IRI Encoding Troubles
Recently, I was tracking down a bug in RDF::Trine submitted by Jonas Smedegaard relating to the handling of unicode in IRIs. The bug involved the decoding of a punycode URI (which was an inadvertent “feature” that snuck in to RDF::Trine due to a feature in URI):
http://www.xn--hestebedgrd-58a.dk/
Strangely, this URI was being treated differently than other punycode URIs (e.g. http://xn--df-oiy.ws/
), causing encoding errors in a completely different part of the code.
Upon investigating the problem, I determined that the punycode decoding code in the URI package treats punycode URIs differently depending on if they contain any unicode codepoints that cannot be represented in the Latin-1 encoding. For IRIs with all low-codepoint characters such as http://www.hestebedgård.dk
, the perl value returned by the URI->as_iri
method is a Latin-1 encoded string. High-codepoint IRIs such as http://✪df.ws/
are returned as UTF-8 encoded values. This difference caused problems when the values were subsequently passed into Redland’s C code that expected UTF-8 values.
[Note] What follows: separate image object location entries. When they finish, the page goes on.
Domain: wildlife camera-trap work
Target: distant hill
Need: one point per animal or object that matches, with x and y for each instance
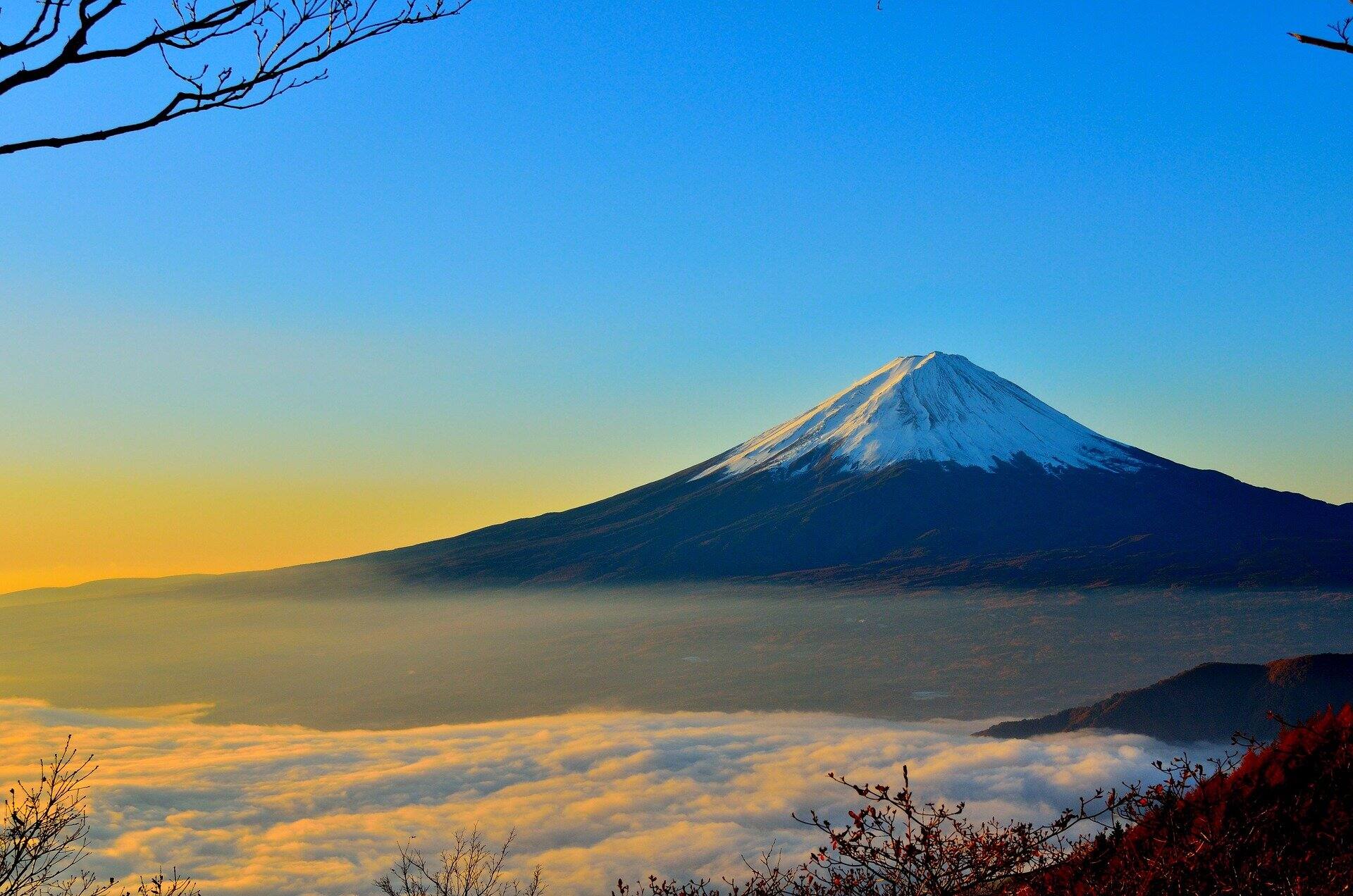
(1209, 703)
(929, 471)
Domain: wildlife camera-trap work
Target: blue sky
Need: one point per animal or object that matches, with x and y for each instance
(564, 249)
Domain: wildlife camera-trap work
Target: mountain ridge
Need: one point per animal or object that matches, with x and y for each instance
(834, 496)
(1210, 702)
(906, 485)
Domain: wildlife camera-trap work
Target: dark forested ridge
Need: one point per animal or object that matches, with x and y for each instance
(1210, 702)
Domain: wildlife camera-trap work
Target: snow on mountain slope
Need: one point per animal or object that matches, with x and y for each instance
(930, 408)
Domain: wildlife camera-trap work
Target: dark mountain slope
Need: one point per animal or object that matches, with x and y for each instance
(915, 523)
(1210, 702)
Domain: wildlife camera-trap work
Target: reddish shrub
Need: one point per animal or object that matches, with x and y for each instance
(1282, 822)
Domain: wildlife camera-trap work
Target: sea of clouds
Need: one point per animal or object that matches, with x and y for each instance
(594, 796)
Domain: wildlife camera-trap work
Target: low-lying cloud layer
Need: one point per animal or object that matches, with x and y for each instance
(254, 809)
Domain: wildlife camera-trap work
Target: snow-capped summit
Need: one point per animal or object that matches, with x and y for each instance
(1073, 509)
(934, 406)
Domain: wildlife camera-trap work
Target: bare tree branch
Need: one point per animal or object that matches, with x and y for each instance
(270, 48)
(1341, 32)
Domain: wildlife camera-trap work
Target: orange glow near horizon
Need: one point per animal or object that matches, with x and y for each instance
(70, 528)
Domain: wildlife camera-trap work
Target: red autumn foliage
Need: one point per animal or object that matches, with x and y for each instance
(1278, 821)
(1282, 822)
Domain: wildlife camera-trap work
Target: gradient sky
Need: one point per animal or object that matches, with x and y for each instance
(543, 252)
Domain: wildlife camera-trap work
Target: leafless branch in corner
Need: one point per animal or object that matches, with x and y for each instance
(1341, 32)
(225, 54)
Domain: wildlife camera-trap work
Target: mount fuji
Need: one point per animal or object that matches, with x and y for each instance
(929, 471)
As Gisle Aas, the author of URI, noted in the bug report I submitted on this issue, the simple fix is to call utf8::upgrade on values returned by URI->as_iri
. While I believe this should be done in the as_iri
method (as it is documented to return “a Unicode string”), until that is the case I hope this post might save some time and trouble for the next person to come across this issue.